Researchers are a step closer to understanding how Alzheimer's disease takes shape—literally.
A hallmark of Alzheimer's is the presence of protein aggregates in the brain known as plaques. They are made up of various lengths and conformations of the beta amyloid protein. The proteins link end to end, forming long, threadlike structures called fibrils. Now Roland Riek and his colleagues at the Salk Institute for Biological Studies in San Diego, working with scientists at the University of Lausanne in Switzerland and the F. Hoffmann–La Roche company, have constructed a three-dimensional model of the fibrils based on their own experiments and earlier data published by others.
Riek says the model will help investigators to understand protein structure, which could lead to better targeted drugs. For example, molecules could be engineered to act as protein binding partners, thus interfering with fibril formation. Such a sticky molecule could also be used to diagnose the disease early. The model work might lend insight to other neurological disorders that involve fibril formation, such as Parkinson's disease.

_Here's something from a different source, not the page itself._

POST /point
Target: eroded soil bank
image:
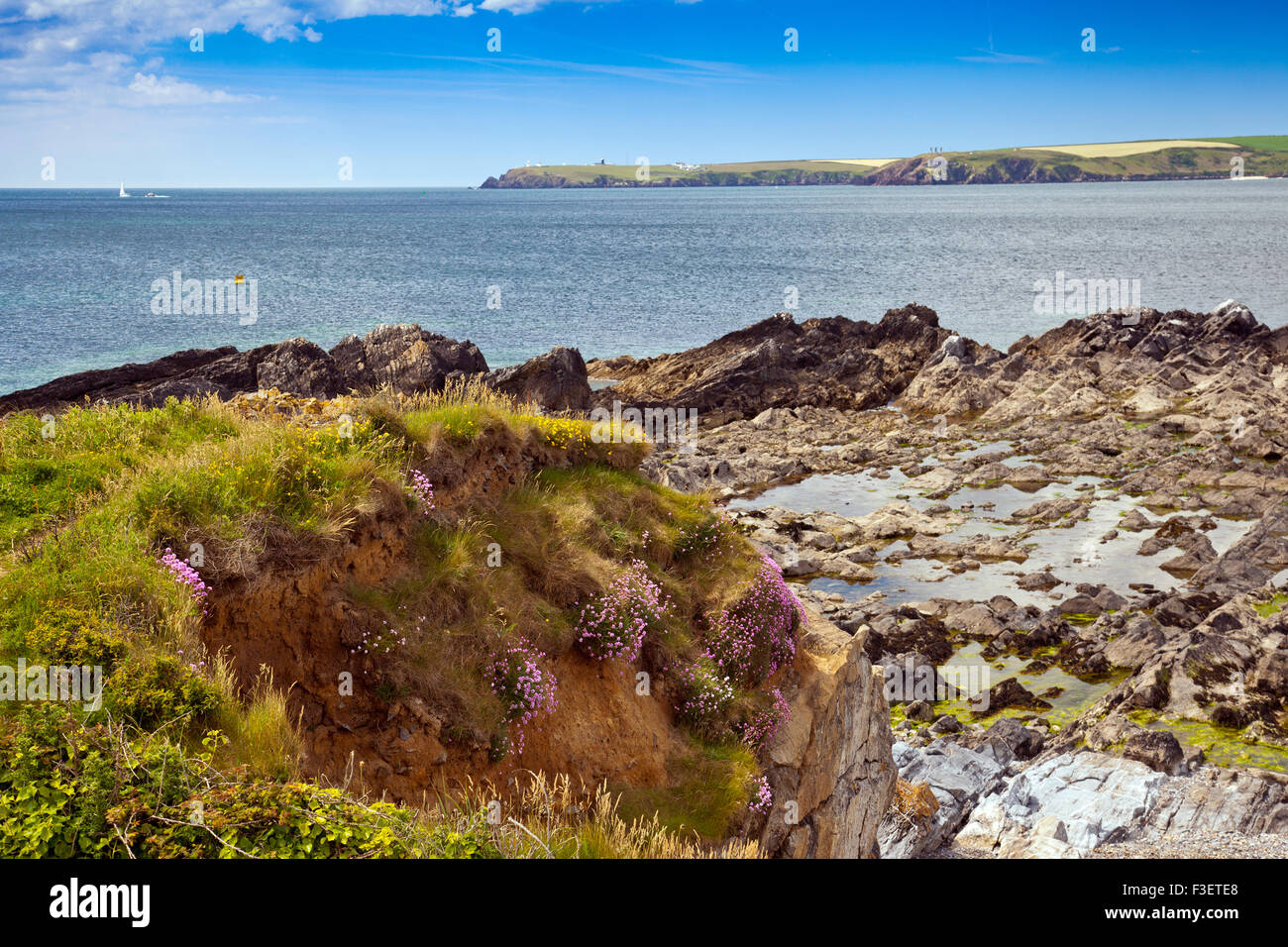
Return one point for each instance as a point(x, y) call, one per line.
point(1091, 528)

David B. Teplow, a neurology professor at the University of California, Los Angeles, not involved in Riek's work, states that the model, as it stands, may not fully represent fibrils as they exist in a patient's brain. But Teplow praises the effort, noting that it could form the basis for further structural modeling studies of other beta amyloid peptides. Riek says his group will extend the three-dimensional work to other variations of the amyloid protein, because it undergoes many conformational changes on its way to forming a fibril. “We need to try to trap them in these intermediate states,” he explains.